Facilities managers aren’t typically part of the due diligence team when their organization is preparing for a merger or acquisition. But by working with members of the finance team, facilities leaders can add to the value of the deal by getting information on the other company’s buildings early, the executive of a building management software company says.
“The faster you can make building decisions and start acting on them, the more you can get a return back for the organization,” Eptura Chief Market Officer Meg Swanson said in an interview. “Your real estate costs are your second highest expense after people.”
If a company stands to get 20 buildings from the acquired company, for example, it will be up to the facilities team to integrate the management of those buildings into the acquirer’s systems.
“You’re making sure they have all their leases, what the square footage is they have under management, the occupancy for each of the buildings, what’s in the software tech stack that sits within those buildings — really just getting an overview of every facility that they are about to inherit or merge with,” Swanson said.
If each building has a different access system or work-order ticketing system, for example, there’s a good chance those will need to be consolidated for the acquiring company to operate the buildings most efficiently, she said. “Sometimes decisions will be made to save costs,” she said.
If the acquiring company puts a premium on employee experience, the facilities team can advise on how to balance cost-cutting with measures that are sensitive to the needs of the acquired employees.

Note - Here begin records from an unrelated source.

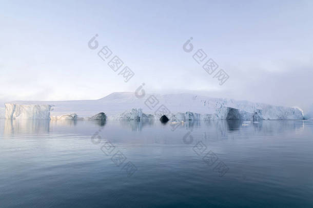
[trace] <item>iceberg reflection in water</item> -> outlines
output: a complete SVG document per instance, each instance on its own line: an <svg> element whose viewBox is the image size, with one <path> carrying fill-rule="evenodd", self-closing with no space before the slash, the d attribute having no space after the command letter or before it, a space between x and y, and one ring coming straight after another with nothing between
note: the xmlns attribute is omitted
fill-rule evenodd
<svg viewBox="0 0 313 208"><path fill-rule="evenodd" d="M98 125L104 126L107 123L110 125L119 123L123 128L129 128L132 131L140 131L145 127L149 128L159 126L160 121L123 121L123 120L48 120L44 119L16 119L2 120L4 123L4 135L14 133L32 134L36 133L48 133L50 128L69 127L75 126ZM281 120L281 121L259 121L258 122L246 121L238 120L191 120L178 123L177 128L172 129L174 131L177 129L192 130L193 128L204 128L208 130L217 130L221 135L225 135L228 131L241 130L253 130L265 132L282 132L291 130L301 130L304 128L304 120ZM1 122L0 122L1 123ZM162 124L164 127L170 128L171 123Z"/></svg>
<svg viewBox="0 0 313 208"><path fill-rule="evenodd" d="M171 124L0 120L1 207L311 207L313 121ZM106 141L135 165L131 177Z"/></svg>

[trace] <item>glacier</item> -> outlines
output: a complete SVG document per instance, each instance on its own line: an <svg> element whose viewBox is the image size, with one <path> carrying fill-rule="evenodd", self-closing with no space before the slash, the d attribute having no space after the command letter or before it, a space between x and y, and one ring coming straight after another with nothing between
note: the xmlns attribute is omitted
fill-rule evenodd
<svg viewBox="0 0 313 208"><path fill-rule="evenodd" d="M50 105L23 105L5 103L6 119L50 119Z"/></svg>
<svg viewBox="0 0 313 208"><path fill-rule="evenodd" d="M147 101L152 97L157 100L155 106ZM159 110L162 106L168 112ZM5 107L5 118L9 119L158 120L163 115L178 121L303 119L303 112L296 107L191 93L147 94L137 98L133 92L114 92L99 100L14 101Z"/></svg>

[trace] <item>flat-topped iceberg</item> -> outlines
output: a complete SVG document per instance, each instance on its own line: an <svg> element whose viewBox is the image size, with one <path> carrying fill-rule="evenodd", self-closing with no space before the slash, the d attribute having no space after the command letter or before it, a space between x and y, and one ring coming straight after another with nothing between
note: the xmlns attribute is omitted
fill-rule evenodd
<svg viewBox="0 0 313 208"><path fill-rule="evenodd" d="M153 105L152 101L154 102ZM303 119L302 111L297 108L190 93L147 94L143 98L138 98L132 92L114 92L95 100L16 101L14 103L6 105L6 118L104 120L105 118L106 120L107 117L109 120L158 120L165 115L169 119L180 121ZM54 109L51 109L50 117L52 105ZM162 106L168 112L159 110ZM102 111L105 112L105 117L104 113L99 114Z"/></svg>
<svg viewBox="0 0 313 208"><path fill-rule="evenodd" d="M50 105L24 105L6 103L6 119L49 119Z"/></svg>

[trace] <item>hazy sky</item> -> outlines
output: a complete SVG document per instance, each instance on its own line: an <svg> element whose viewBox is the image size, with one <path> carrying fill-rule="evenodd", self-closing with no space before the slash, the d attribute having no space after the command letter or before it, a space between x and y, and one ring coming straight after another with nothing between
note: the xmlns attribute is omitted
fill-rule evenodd
<svg viewBox="0 0 313 208"><path fill-rule="evenodd" d="M144 83L148 93L313 103L313 1L219 2L1 1L0 100L96 99ZM106 45L135 73L128 82L98 56ZM192 59L198 49L229 74L224 85Z"/></svg>

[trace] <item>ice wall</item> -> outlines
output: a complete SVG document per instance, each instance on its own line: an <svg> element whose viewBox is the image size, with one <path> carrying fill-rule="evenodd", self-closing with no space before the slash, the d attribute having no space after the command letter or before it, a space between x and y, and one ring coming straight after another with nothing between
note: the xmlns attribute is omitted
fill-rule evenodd
<svg viewBox="0 0 313 208"><path fill-rule="evenodd" d="M6 103L6 119L50 119L50 105Z"/></svg>

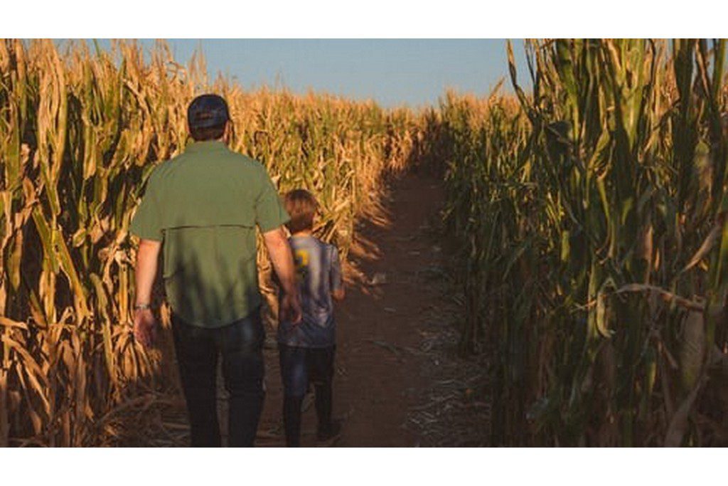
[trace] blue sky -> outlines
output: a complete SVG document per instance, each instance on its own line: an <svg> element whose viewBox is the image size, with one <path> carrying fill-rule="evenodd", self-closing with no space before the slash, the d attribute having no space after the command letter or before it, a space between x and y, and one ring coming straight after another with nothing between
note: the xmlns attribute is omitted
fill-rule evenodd
<svg viewBox="0 0 728 486"><path fill-rule="evenodd" d="M435 103L448 87L487 94L501 77L510 87L504 39L168 39L178 60L202 47L212 75L244 87L285 86L385 106ZM142 41L151 47L154 41ZM106 42L102 44L108 45ZM514 41L520 79L523 43Z"/></svg>

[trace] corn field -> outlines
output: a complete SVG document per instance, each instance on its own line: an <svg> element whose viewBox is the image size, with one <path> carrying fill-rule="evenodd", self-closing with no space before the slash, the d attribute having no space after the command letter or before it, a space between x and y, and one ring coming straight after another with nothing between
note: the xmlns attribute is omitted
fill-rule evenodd
<svg viewBox="0 0 728 486"><path fill-rule="evenodd" d="M459 351L491 356L493 444L728 444L725 42L526 50L529 87L509 44L514 95L414 111L245 91L163 43L0 41L0 446L98 444L170 379L131 339L128 225L206 92L232 149L314 193L344 255L384 176L444 174Z"/></svg>
<svg viewBox="0 0 728 486"><path fill-rule="evenodd" d="M530 41L531 93L448 97L461 351L494 444L728 443L724 40Z"/></svg>
<svg viewBox="0 0 728 486"><path fill-rule="evenodd" d="M317 234L345 254L381 177L403 169L416 120L328 95L245 92L159 44L0 41L0 446L95 444L160 380L131 339L130 219L156 162L188 142L187 105L229 102L231 146L282 192L313 191ZM163 316L164 317L164 316Z"/></svg>

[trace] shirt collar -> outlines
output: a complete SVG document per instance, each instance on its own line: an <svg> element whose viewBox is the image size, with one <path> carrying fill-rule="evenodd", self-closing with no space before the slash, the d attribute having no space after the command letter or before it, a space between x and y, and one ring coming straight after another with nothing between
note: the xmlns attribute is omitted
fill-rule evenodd
<svg viewBox="0 0 728 486"><path fill-rule="evenodd" d="M202 142L192 142L185 148L184 151L190 154L198 154L226 149L227 146L218 140L206 140Z"/></svg>

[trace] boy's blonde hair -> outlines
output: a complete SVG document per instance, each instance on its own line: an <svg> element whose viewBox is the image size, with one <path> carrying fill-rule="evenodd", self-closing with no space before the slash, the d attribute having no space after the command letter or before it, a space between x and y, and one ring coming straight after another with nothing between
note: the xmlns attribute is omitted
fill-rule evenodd
<svg viewBox="0 0 728 486"><path fill-rule="evenodd" d="M318 203L312 194L305 189L294 189L286 193L284 203L285 211L290 216L286 226L291 233L313 230Z"/></svg>

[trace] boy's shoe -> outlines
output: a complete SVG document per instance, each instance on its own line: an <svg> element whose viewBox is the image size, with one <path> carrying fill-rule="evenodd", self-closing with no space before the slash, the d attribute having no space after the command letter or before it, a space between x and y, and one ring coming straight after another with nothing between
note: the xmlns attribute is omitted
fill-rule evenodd
<svg viewBox="0 0 728 486"><path fill-rule="evenodd" d="M331 423L326 427L319 427L316 433L316 439L320 442L331 440L338 437L341 433L341 420L331 420Z"/></svg>

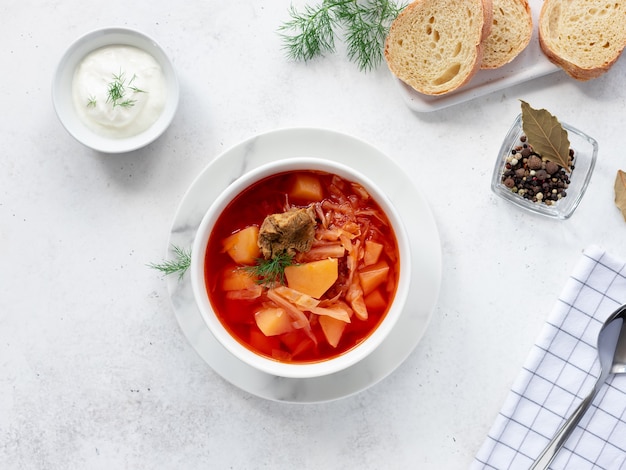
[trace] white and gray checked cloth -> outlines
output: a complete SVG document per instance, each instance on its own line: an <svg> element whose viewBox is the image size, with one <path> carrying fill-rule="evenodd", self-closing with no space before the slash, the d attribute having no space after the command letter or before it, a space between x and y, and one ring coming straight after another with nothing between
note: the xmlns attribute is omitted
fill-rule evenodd
<svg viewBox="0 0 626 470"><path fill-rule="evenodd" d="M626 265L587 248L471 470L528 470L600 375L600 327L626 303ZM626 470L626 375L609 375L551 469Z"/></svg>

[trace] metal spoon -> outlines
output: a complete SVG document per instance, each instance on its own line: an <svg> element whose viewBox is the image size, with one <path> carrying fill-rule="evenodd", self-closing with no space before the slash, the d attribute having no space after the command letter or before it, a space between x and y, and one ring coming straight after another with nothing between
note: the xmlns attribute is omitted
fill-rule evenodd
<svg viewBox="0 0 626 470"><path fill-rule="evenodd" d="M626 305L622 305L604 322L598 334L598 356L600 358L600 376L593 386L591 393L578 405L574 413L561 426L548 446L530 470L547 469L559 449L565 444L580 419L593 402L600 387L609 374L626 373Z"/></svg>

“You [risk] losing critical talent,” she said. “They were used to working in a certain way, and now that’s changed. You have to factor in the softer side of the employee’s experience, and that’s what facilities managers have great experience in.”
In the merger of two academic institutions, for example, the handling of occupancy issues can impact the experience of the incoming teaching talent, she said. “If you have tenured professors, what do they have access to?” she said. “What’s in their contracts? So, you’re making sure you’re keeping that same level of offices and equipment that they’re used to.”
The facilities team will also want occupancy data to help keep cross-functioning teams together, Swanson said. “You want to make sure you understand the departments that are colocated because there might have been a lot of efficiency to them,” she said, like “having sales and marketing or your [user experience] team sitting on the same floor.”
Data about the buildings’ footprint, such as from AutoCAD files or digital twins, is probably the most important information to get as early as possible because that gives the facilities team information about the physical space it’s inheriting, she said.
“The floor plans within AutoCAD and any [other] data about the buildings and other assets under management is going to be hugely helpful,” she said.
In BMO Bank’s 2023 acquisition of Bank of the West, for example, the BMO facilities team got access to floor plan drawings from the 50 bank branches it would be acquiring and brought them up to BMO’s standard before integrating them into the facilities management platform BMO was using, according to information from Eptura, which worked on the drawings consolidation.
“You just want to make sure you get the inventory of everything that exists and then the process flow,” Swanson said. “So, if [acquired] employees need to download a new mobile app, or need to book their parking space or need to have smart lockers installed, you need to know what the system was that the employees were used to, and then it’s [a matter of] an internal change-management process as you move those employees.”
Artificial intelligence has been a game-changer in the due diligence process, Swanson said, because of the speed and volume of data it can process. It’s why it makes sense for facilities teams to get involved in the process early, she said.
In the past, the finance team might have said it doesn’t “have the bandwidth or the resources or the time to gather building data,” she said, or “‘We don’t have anybody to analyze it.’ But now you have AI models that are able to consume large amounts of data to do an analysis, so you can bring more and more factors into the equation as you’re doing diligence.”
As a result, things that might not have been included within diligence in the past are now being included, Swanson said.
Because of nondisclosure agreements and other barriers, building data might not be made available until after the close of a deal, she said. Ideally, the data will transfer soon after the deal closes. The alternative is a wait, sometimes for months, to get what’s needed.
“Coach those team members” about what you need and why it’s helpful to get it early, she said. Then “they’re your advocate.”